What does that mean?
For starters, that means making sure the obvious things, like cleaning, dusting, vacuuming, mowing and the like are done. Hell, much as I think I did a better job than many, I have no doubt Vickie was right when she told me I thought that we had a cleaning fairy here. it’s only now that I’m really starting to appreciate the hard yards she put in maintaining our place.
Then, there’s the stuff like fixing things:
- The whipper-snipper needs a new primer pump bulb installed.
- There’s a big gum tree in the backyard that is so tall that it’s going to damage someone’s house, whether mine (still seems odd thinking of our place like that) or a neighbour’s.
- The entertainment area roof needs repair where it’s rusting through, likely even replacing its roof so it drains the right way.
- The front deck needs a sand down and oiling, as well as a new bottom step. (Heck; maybe it even needs ripping out and replacing.
- The shower cubicle needs re-grouting around its tiles.
- Plus, there’s the odd spot on the walls that needs filling and repainting.
On top of those, there’s all the paperwork that needs re-sorting and filing properly.
Finally, all the bits and pieces we – I – no longer need. I still need to get the help of a friend who’s promised to take Vickie’s clothes to a local women’s shelter.
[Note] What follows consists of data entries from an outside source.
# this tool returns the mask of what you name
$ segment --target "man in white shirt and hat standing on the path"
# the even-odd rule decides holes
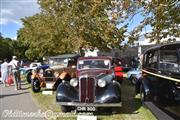
[[[15,90],[21,89],[21,79],[20,79],[20,63],[17,60],[16,56],[13,56],[11,62],[9,63],[11,66],[11,72],[13,75],[13,80],[15,82]]]

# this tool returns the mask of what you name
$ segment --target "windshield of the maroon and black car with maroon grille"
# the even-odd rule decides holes
[[[89,59],[79,60],[78,69],[110,69],[110,60]]]

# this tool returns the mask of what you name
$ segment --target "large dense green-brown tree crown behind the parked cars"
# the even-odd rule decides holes
[[[117,29],[109,19],[111,0],[39,0],[41,13],[22,19],[19,41],[28,47],[28,58],[72,53],[94,46],[108,50],[119,47],[126,27]]]

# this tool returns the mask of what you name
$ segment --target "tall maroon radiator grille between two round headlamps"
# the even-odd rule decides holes
[[[80,95],[79,99],[80,102],[83,103],[92,103],[94,102],[94,88],[95,88],[95,80],[94,78],[90,77],[83,77],[80,78],[79,84]]]

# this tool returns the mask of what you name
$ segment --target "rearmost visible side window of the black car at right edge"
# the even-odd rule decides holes
[[[180,72],[177,50],[160,51],[160,69],[170,72]]]

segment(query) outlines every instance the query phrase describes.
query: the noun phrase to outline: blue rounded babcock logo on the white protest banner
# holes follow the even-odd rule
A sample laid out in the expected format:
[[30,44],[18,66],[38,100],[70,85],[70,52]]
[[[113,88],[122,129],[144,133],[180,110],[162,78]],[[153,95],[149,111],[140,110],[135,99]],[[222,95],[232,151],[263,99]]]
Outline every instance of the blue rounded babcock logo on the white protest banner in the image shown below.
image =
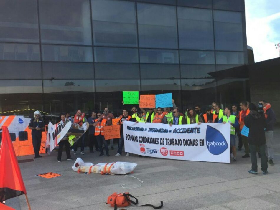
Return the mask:
[[207,149],[213,155],[220,155],[228,148],[228,143],[223,134],[209,125],[207,125],[205,139]]

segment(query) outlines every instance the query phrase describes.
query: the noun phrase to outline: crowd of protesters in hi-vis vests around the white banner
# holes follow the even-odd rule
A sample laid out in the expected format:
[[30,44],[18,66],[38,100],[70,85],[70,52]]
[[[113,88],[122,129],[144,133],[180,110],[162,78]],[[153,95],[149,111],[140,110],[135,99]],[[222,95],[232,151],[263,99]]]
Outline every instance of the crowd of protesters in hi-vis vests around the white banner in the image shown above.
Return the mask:
[[[245,148],[245,154],[242,158],[249,158],[251,154],[252,169],[249,173],[257,173],[257,153],[261,158],[263,174],[267,173],[267,163],[269,163],[269,165],[274,165],[273,126],[276,123],[276,116],[271,109],[271,105],[266,103],[265,100],[259,101],[258,108],[253,103],[246,101],[240,102],[240,111],[238,110],[238,105],[228,106],[223,110],[218,102],[213,102],[212,107],[209,106],[205,110],[201,110],[200,105],[195,105],[194,107],[188,108],[185,113],[182,113],[174,104],[174,100],[172,100],[172,104],[173,107],[168,108],[123,108],[122,114],[116,116],[116,118],[107,107],[104,108],[104,112],[93,111],[88,119],[86,119],[85,113],[78,110],[73,118],[70,117],[70,113],[61,114],[60,123],[65,125],[67,122],[71,121],[73,125],[81,125],[88,122],[89,152],[93,153],[93,147],[95,147],[95,151],[100,152],[99,156],[104,155],[104,149],[106,156],[110,156],[108,147],[109,143],[111,149],[114,150],[113,139],[105,140],[103,134],[103,127],[112,125],[113,119],[119,119],[116,124],[120,125],[121,136],[118,143],[118,151],[115,156],[121,156],[123,151],[123,121],[132,121],[136,123],[163,123],[169,124],[169,126],[194,123],[197,123],[198,125],[201,123],[230,123],[230,155],[231,158],[233,158],[233,161],[237,161],[235,147],[235,138],[237,136],[238,150],[241,150],[243,145]],[[259,108],[259,105],[262,105],[261,109]],[[44,123],[42,122],[42,119],[40,120],[38,113],[36,113],[36,115],[34,113],[34,118],[35,120],[30,121],[29,129],[32,129],[35,158],[38,158],[41,156],[37,150],[37,142],[40,138],[39,133],[44,129]],[[244,126],[248,127],[250,130],[248,137],[241,134]],[[84,133],[73,145],[74,155],[77,155],[77,145],[79,142],[81,143],[80,154],[85,154],[85,135],[86,133]],[[70,156],[69,142],[61,140],[58,150],[58,162],[61,161],[63,145],[65,145],[66,148],[67,160],[73,160]],[[126,153],[126,156],[130,156],[130,153]]]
I’ll have to borrow Karl’s trailer to get a couple of furniture bits and pieces out of the garage and to the tip.
Speaking of Karl, I have to give some massive thanks to my stepson Karl and his boys for putting a shit-ton of work into this place over the years. He did most of the work in putting two new interior walls up. He dug the sewerage pipe that runs along the side of the house out years ago when it got blocked by roots. the five tractor tyre vege beds down the back are thanks to him. Most recently, he’s cur down and taken away lots of excess foliage in our back yard.
And I also have to give massive thanks to my next door neighbour, Mick, who has also been instrumental in getting some foliage down, and will be helping us take the massive gum tree in our back yard down before it falls on someone’s house during the next big blow.